I'm creating a function that takes in a callback function as an argument. I want to be able to use it like this:
def callback1(result, found_index):
# do stuffs
def callback2(result):
# do same stuffs even though it's missing the found_index parameter
somefunct(callback1)
somefunct(callback2)
# somefunct calls the callback function like this:
def somefunct(callback):
# do stuffs, and assign result and found_index
callback(result, found_index) # should not throw error
For context, I am somewhat trying to replicate how javascript's callback functions work for the .forEach function on arrays. You can make a function that takes in only the array item on that specific iteration, or the array item and index, or even the array item, index, and original array:
let some_array = ["apple", "orange", "banana"];
function callback1(value, index) {
console.log(`Item at index ${index}: ${value}`);
}
function callback2(value) {
console.log(`Value: ${value}`);
}
some_array.forEach(callback1); // runs with no errors
some_array.forEach(callback2); // runs with no errors
Furthermore, I don't want the callback function to force the * operator, but also allow them to use it if needed. Thank you, wonderful people of python.
(Posting this separately since it's fundamentally different to my other answer.)
If you need to pass a lot of values to some callbacks, without requiring other callbacks to declare a lot of unused parameters, a neat solution is to encapsulate all of those values in a single object. You can use collections.namedtuple to define a value type with named attributes, and then the callback can take one parameter and decide which attributes to use.
from collections import namedtuple
SomeFunctionResult = namedtuple('SomeFunctionResult', 'foo bar baz qux quz')
def some_function(callback):
result = SomeFunctionResult('foo', 'bar', 'baz', 'qux', 'quz')
callback(result)
Example:
>>> some_function(lambda r: print(r.foo, r.bar))
foo bar
>>> some_function(lambda r: print(r.baz, r.qux, r.quz))
baz qux quz
The downside is that this makes some_function less usable with existing functions which might expect to receive foo directly, rather than an object with a foo attribute. In that case, you have to write some_function(lambda r: blah(r.foo)) which is not as neat as some_function(blah).
The simplest approach would be to unify the signatures of your callbacks. Let's say you defined your forEach function as follows
def forEach(iterable, callback):
for index, elem in enumerate(iterable):
callback(elem, index)
You could then define Python analogs of the callack1 and callback2 Javascript functions as
def callback1(value, index):
print(f"Item at index {index}: {value}")
def callback2(value, _index):
print(f"Value: {value})
Rather than performing any complicated parameter-count-reasoning, exception handling, or dynamic dispatch within forEach, we delegate the decision of how to handle the value and index arguments to the callbacks themselves. If you need to adapt a single-parameter callback to work with forEach, you could simply use a wrapper lambda that discards the second argument:
forEach(some_iterable, lambda value, _index: callback(value))

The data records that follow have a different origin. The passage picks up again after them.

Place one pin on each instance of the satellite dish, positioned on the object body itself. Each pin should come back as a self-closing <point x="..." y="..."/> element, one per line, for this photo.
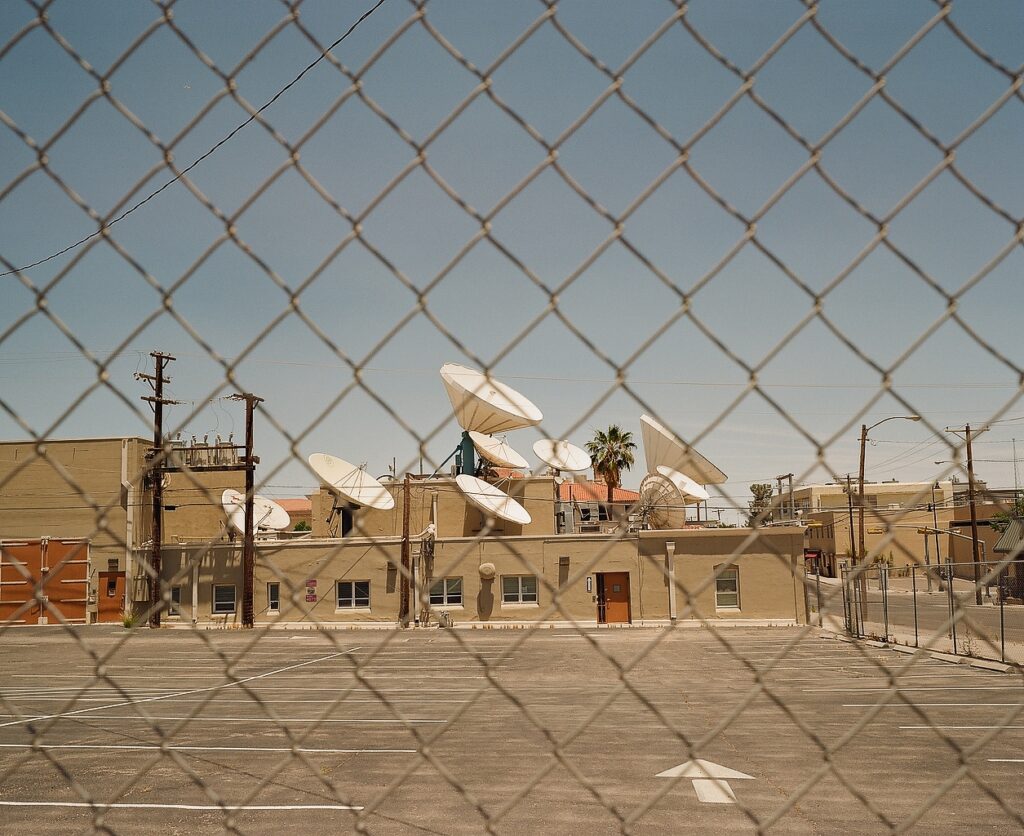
<point x="663" y="447"/>
<point x="493" y="501"/>
<point x="266" y="512"/>
<point x="497" y="451"/>
<point x="562" y="455"/>
<point x="687" y="487"/>
<point x="350" y="483"/>
<point x="662" y="504"/>
<point x="483" y="405"/>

However, at this point, you just have an obfuscated for loop, which would be much more cleanly expressed as
for elem in some_iterable:
callback(elem)
In this case, it is easier to ask for forgiveness than permission.
def some_function(callback):
result = 'foo'
found_index = 5
try:
callback(result, found_index)
except TypeError:
callback(result)
Example:
>>> some_function(print)
foo 5
>>> some_function(lambda x: print(x))
foo
this is the modified python code snippet you have provided that produces error , this works with no problem , you just have to unify the callback arguments number and type for each callback function called within the main function and define somefunc before calling it .
def callback1(result, found_index):
# do stuffs
result="overridden result in callback 1"
found_index ="overridden found_index in callback 1"
print(result,found_index)
def callback2(result,found_index):
# do same stuffs even though it's missing the found_index parameter
result="overridden result in callback 2"
print(result,found_index)
# somefunct calls the callback function like this:
def somefunct(callback):
# do stuffs, and assign result and found_index
result = "overridden result in somefunct"
found_index = "overridden index in somefunct"
callback(result, found_index) # NOW it should not throw error as the callback is fed with the 2 arguments used in callback1 and ignored in callback2
somefunct(callback1)
somefunct(callback2)
use optional arguments and check how much elemnts returned, sort of switch case:
https://linux.die.net/diveintopython/html/power_of_introspection/optional_arguments.html
Related
I want to write a wrapper function which call one function and pass the results to another function. The arguments and return types of the functions are the same, but I have problem with returning lists and multiple values.
def foo():
return 1,2
def bar():
return (1,2)
def foo2(a,b):
print(a,b)
def bar2(p):
a,b=p
print(a,b)
def wrapper(func,func2):
a=func()
func2(a)
wrapper(bar,bar2)
wrapper(foo,foo2)
I am searching for a syntax which works with both function pairs to use it in my wrapper code.
EDIT: The definitions of at least foo2 and bar2 should stay this way. Assume that they are from an external library.
There is no distinction. return 1,2 returns a tuple. Parentheses do not define a tuple; the comma does. foo and bar are identical.
As I overlooked until JacobIRR's comment, your problem is that you need to pass an actual tuple, not the unpacked values from a tuple, to bar2:
a = foo()
foo2(*a)
a = bar()
bar2(a)
I don't necessarily agree with the design, but following your requirements in the comments (the function definitions can't change), you can write a wrapper that tries to execute each version (packed vs. unpacked) since it sounds like you might not know what the function expects. The wrapper written below, argfixer, does exactly that.
def argfixer(func):
def wrapper(arg):
try:
return func(arg)
except TypeError:
return func(*arg)
return wrapper
def foo():
return 1,2
def bar():
return (1,2)
#argfixer
def foo2(a,b):
print(a,b)
#argfixer
def bar2(p):
a,b=p
print(a,b)
a = foo()
b = bar()
foo2(a)
foo2(b)
bar2(a)
bar2(b)
However, if you aren't able to put the #argfixer on the line before the function definitions, you could alternatively wrap them like this in your own script before calling them:
foo2 = argfixer(foo2)
bar2 = argfixer(bar2)
And as mentioned in previous comments/answers, return 1,2 and return (1,2) are equivalent and both return a single tuple.
This code does not run because of arg differences. It runs if you use def foo2(*args): and def bar2(*p):.
The return 1, 2 and return (1, 2) are equivalent. The comma operator just creates a tuple, whether it is enclosed in parentheses or not.
All programming languages that I know of return a single value, so, since you want to return multiple, those values must be wrapped into a collection type, in this case, a tuple.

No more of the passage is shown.